Perintah-Nya bukan untuk semisal memerangi atau membunuh Firaun. Para nabi itu hanya disuruh-Nya untuk mendakwahi pemimpin Mesir itu.
“Pergilah kamu berdua kepada Fir'aun, sesungguhnya dia telah melampaui batas. Maka berbicaralah kamu berdua kepadanya dengan kata-kata yang lemah lembut, mudah-mudahan dia ingat atau takut” (QS Taha: 43-44).
Firaun adalah representasi yang sempurna dari rezim yang lalim. Kejahatannya terhadap rakyat amat sangat keras.
Untuk menyebut satu contoh, dia membunuh semua bayi laki-laki di wilayahnya hanya karena informasi ahli ramal, kelak akan ada laki-laki yang menjungkalkannya dari tampuk kekuasaan.

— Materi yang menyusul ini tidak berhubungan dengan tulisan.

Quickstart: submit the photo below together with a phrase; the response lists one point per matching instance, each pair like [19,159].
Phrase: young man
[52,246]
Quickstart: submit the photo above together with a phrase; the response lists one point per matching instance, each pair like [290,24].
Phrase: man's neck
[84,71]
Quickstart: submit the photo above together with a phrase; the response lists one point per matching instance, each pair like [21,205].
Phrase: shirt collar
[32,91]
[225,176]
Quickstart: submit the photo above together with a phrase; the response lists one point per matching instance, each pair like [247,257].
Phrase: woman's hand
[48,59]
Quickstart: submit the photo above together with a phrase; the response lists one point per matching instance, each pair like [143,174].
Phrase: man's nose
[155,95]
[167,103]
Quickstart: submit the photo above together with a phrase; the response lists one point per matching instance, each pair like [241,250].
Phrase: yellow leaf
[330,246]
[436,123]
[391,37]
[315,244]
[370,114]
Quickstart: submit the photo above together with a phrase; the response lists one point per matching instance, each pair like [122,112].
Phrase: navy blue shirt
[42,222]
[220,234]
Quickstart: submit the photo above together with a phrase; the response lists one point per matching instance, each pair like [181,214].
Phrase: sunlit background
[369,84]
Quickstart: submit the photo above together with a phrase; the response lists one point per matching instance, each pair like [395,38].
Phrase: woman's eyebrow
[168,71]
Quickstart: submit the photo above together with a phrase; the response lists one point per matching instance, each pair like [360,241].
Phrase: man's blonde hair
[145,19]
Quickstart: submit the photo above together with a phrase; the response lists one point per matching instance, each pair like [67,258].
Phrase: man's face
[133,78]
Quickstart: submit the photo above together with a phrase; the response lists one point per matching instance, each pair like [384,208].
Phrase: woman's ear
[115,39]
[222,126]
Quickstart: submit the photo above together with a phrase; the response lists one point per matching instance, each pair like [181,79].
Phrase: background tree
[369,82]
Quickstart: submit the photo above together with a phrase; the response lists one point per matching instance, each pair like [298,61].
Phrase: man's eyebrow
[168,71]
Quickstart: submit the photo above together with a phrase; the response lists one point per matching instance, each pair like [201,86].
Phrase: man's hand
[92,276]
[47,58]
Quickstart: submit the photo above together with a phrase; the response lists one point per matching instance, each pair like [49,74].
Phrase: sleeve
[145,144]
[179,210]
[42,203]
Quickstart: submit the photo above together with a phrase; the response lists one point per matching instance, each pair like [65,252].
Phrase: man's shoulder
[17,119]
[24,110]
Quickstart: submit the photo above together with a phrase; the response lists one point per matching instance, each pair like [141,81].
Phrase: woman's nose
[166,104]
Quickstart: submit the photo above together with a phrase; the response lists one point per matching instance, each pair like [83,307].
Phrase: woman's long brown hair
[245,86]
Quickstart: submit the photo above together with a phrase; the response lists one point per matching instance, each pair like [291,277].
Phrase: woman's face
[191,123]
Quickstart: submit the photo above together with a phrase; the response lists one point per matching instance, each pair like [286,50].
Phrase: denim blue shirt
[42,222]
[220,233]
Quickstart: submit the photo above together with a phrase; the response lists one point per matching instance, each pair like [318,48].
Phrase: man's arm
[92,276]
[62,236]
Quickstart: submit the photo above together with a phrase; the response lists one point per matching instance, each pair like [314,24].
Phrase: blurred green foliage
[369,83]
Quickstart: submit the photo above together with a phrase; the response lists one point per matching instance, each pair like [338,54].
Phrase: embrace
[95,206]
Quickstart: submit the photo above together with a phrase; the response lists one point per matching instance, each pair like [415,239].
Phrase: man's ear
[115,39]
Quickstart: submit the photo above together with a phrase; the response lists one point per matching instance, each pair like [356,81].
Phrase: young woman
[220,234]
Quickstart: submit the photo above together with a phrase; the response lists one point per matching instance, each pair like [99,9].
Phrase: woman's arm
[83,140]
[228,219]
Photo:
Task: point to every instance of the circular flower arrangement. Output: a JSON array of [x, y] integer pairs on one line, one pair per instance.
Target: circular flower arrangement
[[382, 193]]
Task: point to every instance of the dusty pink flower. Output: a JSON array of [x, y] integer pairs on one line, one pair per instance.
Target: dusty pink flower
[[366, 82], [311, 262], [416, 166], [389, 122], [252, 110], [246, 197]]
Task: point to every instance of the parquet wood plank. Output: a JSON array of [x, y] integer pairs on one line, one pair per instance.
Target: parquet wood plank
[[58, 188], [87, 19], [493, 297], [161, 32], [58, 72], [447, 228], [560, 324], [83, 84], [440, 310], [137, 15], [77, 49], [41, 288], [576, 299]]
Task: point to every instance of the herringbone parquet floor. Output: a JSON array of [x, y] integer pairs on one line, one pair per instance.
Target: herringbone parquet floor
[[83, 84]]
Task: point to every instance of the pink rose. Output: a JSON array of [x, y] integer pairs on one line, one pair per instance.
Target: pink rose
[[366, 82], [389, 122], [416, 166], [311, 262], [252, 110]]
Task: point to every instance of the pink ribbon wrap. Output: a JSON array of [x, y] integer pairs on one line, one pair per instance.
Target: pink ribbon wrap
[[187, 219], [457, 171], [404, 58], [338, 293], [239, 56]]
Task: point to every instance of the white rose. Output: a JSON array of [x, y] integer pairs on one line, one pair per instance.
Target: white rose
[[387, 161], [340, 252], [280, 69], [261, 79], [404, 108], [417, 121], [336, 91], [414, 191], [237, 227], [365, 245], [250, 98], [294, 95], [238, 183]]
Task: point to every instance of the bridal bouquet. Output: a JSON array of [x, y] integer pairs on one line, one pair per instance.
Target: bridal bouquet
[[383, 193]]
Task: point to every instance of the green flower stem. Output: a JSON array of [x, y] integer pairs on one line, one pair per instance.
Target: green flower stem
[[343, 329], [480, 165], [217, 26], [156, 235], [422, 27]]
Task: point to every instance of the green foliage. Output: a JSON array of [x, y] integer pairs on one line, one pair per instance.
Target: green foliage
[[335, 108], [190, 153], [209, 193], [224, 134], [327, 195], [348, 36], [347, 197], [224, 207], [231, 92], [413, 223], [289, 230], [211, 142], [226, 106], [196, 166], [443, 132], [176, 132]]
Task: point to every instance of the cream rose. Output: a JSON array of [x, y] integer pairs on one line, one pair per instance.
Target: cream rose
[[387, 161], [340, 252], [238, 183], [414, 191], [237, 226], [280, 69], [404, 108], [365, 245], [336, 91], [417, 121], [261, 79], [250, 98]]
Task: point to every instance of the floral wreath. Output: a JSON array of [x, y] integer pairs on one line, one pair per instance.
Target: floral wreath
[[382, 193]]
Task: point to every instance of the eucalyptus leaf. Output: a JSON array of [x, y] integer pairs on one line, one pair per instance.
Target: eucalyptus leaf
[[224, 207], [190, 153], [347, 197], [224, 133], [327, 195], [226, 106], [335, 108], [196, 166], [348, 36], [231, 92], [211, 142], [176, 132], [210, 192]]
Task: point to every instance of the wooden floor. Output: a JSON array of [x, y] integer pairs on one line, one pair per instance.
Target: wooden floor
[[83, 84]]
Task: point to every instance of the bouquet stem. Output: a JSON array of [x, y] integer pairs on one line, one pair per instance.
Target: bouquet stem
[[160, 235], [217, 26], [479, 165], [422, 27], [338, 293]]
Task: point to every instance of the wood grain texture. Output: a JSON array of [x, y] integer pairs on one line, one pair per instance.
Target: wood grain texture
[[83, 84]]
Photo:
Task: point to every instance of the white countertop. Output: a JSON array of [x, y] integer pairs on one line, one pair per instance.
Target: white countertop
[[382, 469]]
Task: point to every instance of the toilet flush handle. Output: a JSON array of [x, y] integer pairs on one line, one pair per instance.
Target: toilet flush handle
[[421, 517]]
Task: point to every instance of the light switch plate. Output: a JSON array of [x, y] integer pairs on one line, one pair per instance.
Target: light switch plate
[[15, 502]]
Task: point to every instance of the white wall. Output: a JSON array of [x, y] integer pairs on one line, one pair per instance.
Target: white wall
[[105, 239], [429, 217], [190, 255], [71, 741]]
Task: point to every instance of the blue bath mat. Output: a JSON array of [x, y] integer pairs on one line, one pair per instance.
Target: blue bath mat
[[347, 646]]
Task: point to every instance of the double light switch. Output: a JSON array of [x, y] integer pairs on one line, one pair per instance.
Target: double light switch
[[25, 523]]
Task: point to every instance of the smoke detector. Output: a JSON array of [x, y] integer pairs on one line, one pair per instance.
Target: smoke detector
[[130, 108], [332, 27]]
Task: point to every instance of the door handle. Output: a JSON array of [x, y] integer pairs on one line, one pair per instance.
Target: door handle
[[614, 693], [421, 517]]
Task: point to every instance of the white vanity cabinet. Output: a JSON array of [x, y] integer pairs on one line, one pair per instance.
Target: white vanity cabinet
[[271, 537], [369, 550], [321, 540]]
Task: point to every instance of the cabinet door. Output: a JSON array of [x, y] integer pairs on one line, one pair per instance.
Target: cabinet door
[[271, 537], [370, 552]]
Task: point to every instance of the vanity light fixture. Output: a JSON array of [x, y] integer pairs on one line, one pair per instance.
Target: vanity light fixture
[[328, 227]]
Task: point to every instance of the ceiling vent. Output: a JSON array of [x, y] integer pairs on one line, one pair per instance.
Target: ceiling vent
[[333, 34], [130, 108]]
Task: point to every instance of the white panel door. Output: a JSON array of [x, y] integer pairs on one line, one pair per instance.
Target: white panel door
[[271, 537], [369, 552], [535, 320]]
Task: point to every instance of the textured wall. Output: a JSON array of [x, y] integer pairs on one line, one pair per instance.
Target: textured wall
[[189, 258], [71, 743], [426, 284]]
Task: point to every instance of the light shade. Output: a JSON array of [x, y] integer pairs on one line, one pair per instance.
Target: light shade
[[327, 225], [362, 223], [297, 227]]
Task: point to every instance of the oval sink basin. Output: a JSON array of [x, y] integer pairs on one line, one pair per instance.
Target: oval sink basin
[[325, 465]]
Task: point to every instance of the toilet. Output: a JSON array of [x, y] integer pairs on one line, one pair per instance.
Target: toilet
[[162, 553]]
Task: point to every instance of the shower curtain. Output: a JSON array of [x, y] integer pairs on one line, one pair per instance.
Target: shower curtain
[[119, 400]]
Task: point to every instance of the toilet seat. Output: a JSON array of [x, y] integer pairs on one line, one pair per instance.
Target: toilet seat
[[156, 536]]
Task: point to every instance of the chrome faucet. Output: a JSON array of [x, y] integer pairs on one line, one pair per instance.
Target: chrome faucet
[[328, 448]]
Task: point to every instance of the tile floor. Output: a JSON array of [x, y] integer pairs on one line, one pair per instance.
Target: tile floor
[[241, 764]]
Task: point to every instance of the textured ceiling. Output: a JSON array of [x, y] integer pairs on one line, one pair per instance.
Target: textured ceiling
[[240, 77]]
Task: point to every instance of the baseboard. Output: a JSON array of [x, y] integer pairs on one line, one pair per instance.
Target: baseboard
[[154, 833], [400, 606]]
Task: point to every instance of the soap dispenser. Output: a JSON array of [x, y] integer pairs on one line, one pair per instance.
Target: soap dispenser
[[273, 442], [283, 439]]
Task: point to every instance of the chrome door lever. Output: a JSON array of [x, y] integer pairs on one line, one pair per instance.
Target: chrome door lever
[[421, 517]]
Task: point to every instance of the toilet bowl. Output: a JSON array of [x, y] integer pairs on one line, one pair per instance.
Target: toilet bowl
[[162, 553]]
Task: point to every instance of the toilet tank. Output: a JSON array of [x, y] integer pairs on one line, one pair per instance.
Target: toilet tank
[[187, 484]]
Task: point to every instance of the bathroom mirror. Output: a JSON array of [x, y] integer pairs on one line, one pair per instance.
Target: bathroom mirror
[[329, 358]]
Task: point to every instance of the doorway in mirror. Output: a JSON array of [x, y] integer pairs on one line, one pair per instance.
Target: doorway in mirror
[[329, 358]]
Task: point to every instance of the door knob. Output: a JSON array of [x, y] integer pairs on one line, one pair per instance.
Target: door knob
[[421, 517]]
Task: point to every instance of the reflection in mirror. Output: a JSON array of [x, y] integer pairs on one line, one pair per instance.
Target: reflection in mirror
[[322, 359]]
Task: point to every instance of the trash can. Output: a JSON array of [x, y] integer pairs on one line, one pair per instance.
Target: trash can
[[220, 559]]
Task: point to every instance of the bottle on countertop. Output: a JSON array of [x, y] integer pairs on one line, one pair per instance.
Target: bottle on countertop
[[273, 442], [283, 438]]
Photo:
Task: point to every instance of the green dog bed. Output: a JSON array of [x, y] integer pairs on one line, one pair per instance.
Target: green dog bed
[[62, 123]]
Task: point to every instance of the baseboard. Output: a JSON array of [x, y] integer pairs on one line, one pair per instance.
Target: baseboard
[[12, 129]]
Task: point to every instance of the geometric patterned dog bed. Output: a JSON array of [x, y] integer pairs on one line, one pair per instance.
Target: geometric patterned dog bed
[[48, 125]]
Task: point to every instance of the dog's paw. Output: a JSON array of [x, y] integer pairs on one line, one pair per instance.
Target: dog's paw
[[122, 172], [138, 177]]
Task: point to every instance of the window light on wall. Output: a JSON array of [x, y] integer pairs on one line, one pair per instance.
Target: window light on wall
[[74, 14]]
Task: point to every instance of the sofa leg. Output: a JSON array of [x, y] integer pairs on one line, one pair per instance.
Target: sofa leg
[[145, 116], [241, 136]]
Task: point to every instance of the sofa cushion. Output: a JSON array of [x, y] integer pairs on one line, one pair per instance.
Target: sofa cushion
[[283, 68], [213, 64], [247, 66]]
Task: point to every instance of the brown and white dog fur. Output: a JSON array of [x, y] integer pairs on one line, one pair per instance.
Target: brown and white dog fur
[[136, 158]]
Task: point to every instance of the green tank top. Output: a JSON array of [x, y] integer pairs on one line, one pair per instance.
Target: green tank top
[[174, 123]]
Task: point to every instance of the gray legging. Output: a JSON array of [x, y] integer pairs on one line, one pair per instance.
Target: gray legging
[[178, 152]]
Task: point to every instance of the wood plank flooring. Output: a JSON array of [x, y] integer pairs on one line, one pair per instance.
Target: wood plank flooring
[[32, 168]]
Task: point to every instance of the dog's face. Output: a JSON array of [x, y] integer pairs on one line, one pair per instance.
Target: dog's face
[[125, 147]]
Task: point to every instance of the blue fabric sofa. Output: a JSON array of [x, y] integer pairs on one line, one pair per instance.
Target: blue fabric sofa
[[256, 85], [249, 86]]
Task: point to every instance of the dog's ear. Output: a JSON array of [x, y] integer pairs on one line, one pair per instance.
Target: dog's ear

Firaun tidak mau menunggu lama. Dalam bahasa sekarang, dia tidak memberi tenggang hingga suatu generasi memunculkan kalangan aktivis yang berani menyuarakan protes. Firaun tak segan-segan membasmi mereka seluruhnya bahkan ketika masih berusia bayi.
Bagaimanapun, Allah Maha Kuasa atas segala sesuatu. Justru bayi laki-laki yang kelak menjadi lawannya diasuh di istananya sendiri. Bayi itu ialah Nabi Musa, yang kini diutus oleh Allah SWT untuk mendakwahi Firaun.
***
Bila membandingkannya dengan konteks saat ini di Tanah Air, jarang—untuk tidak mengatakan “nihil sama sekali”—adanya pemimpin yang meniru total kepemimpinan Firaun. Semoga tak akan pernah ada pemimpin Indonesia yang mengikuti jejak Firaun.
Merenungi ayat-ayat di atas, bahkan terhadap tiran sekaliber Firaun, Allah SWT memerintahkan rasul-Nya untuk menasihatinya “dengan kata-kata yang lemah lembut.” Bukan memberontak, memerangi, apalagi memusnahkan.
Di zaman Nabi Musa, dengan adanya pemimpin separah Firaun, perintah-Nya adalah berdakwah. Adapun kini, belasan abad lamanya setelah Rasulullah Muhammad SAW wafat, tidak ada lagi insan se-maksum nabi di tengah manusia.
Bagaimanapun, tugas kenabian tak usai. Rasul SAW bersabda, para ulama adalah pewaris nabi. Maka dari itu, wajarlah kiranya kaum ulama selalu berada di posisi terdepan dalam mendakwahi seorang pemimpin.
Dakwah yang tegas, tetapi dengan tutur kata yang lemah-lembut.
Dakwah yang memerhatikan perintah Allah, surah al-Baqarah ayat 42. “Dan janganlah kamu campur-adukkan yang hak [kebenaran] dengan yang bathil [kemungkaran] dan janganlah kamu sembunyikan yang hak itu, sedang kamu mengetahui.”
Demikian pula, jadilah seorang pemimpin negeri yang takut akan perhitungan di Hari Kiamat. Sungguh benar sabda Nabi SAW, “Tiap-tiap kalian adalah pemimpin dan tiap-tiap kalian akan dimintai pertanggungjawaban atas kepemimpinannya” (HR Bukhari).